Heineken, the world’s second-largest brewer, has officially exited the Russian market, selling its assets to Russian consumer goods maker Arnest Group. The deal, valued at €1, includes the transfer of ownership of Heineken’s seven local breweries and other assets in Russia to Arnest Group. The transaction received all necessary approvals from Russian authorities, effectively concluding Heineken’s exit process that began in March 2022.
The decision to exit the Russian market was made in response to Western sanctions imposed on the country due to the conflict in Ukraine. Heineken’s namesake beer brand disappeared from Russia shortly after the announcement of the intention to exit. The sale of its Russian business resulted in an expected cumulative loss of €300 million for Heineken.

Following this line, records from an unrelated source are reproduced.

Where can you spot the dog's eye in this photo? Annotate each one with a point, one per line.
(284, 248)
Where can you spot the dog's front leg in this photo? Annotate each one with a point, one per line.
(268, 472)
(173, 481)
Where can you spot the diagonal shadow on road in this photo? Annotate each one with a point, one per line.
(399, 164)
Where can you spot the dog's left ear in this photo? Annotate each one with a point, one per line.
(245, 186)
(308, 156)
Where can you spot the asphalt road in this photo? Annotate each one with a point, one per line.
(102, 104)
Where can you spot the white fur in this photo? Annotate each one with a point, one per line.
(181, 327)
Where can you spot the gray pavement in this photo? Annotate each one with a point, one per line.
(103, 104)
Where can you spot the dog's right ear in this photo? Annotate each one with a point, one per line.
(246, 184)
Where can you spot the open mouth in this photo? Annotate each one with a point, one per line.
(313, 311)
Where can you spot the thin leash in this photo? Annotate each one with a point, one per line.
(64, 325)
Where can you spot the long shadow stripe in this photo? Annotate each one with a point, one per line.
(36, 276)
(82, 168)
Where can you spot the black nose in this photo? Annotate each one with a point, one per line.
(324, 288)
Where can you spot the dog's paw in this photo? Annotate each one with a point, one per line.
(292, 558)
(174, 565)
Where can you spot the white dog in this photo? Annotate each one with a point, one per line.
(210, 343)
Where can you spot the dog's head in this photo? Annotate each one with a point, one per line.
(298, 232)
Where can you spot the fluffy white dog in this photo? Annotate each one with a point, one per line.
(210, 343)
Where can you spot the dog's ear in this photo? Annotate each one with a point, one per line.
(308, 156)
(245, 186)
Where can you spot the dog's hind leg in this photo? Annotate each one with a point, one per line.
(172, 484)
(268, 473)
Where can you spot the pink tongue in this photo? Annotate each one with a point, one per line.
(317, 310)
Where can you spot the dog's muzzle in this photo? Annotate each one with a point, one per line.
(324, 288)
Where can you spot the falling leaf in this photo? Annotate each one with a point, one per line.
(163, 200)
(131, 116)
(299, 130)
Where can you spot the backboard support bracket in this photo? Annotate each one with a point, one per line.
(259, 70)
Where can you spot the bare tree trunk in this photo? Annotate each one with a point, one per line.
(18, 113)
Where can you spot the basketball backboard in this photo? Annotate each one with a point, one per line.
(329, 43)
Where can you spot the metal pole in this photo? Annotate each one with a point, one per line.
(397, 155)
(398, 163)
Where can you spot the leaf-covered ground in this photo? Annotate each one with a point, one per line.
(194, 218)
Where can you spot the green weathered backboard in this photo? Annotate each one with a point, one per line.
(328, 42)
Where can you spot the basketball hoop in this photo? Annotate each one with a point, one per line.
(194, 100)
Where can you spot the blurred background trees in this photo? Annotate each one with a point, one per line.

Arnest Group has provided job guarantees for Heineken’s 1,800 local employees for the next three years. Additionally, the Russian company has pledged to repay the historical intercompany debt of the Russian business to Heineken, amounting to approximately €100 million.
As part of the deal, Heineken will phase out the production of its Amstel beer brand in Russia within the next six months. However, some smaller regional brands will retain a three-year license and continue to be produced at Heineken’s former breweries. Heineken will not receive earnings from the sales of these products or provide brand support.
The sale of Heineken’s Russian assets follows a similar move by Danish Carlsberg Group, which handed over control of its local assets to the Russian Federal Property Management Agency after announcing its divestment plans. Heineken’s CEO, Dolf van den Brink, cited the nationalization of Carlsberg’s assets as a key factor in expediting the sale of its own local business.
The exit from the Russian market marks a strategic adjustment for Heineken as it navigates geopolitical challenges and seeks to focus its efforts on markets that offer better prospects for growth. The company’s move to sell its Russian assets to Arnest Group ensures business continuity and provides opportunities for both organizations to pursue their respective objectives in the market.
It will be interesting to observe how Arnest Group leverages its acquisition of Heineken’s local breweries and other assets to further strengthen its position in the Russian consumer goods industry. The deal represents a significant expansion for Arnest Group, which is primarily known for its cosmetics and household goods manufacturing capabilities.
In conclusion, Heineken’s exit from the Russian market, facilitated by the sale of its assets to Arnest Group, signals the completion of its strategic move to focus on markets with more favorable conditions for growth. The deal ensures the continuity of business operations and safeguards the interests of Heineken’s employees in Russia. As both companies move forward, they will have the opportunity to pursue their respective goals and contribute to the dynamic Russian consumer goods industry.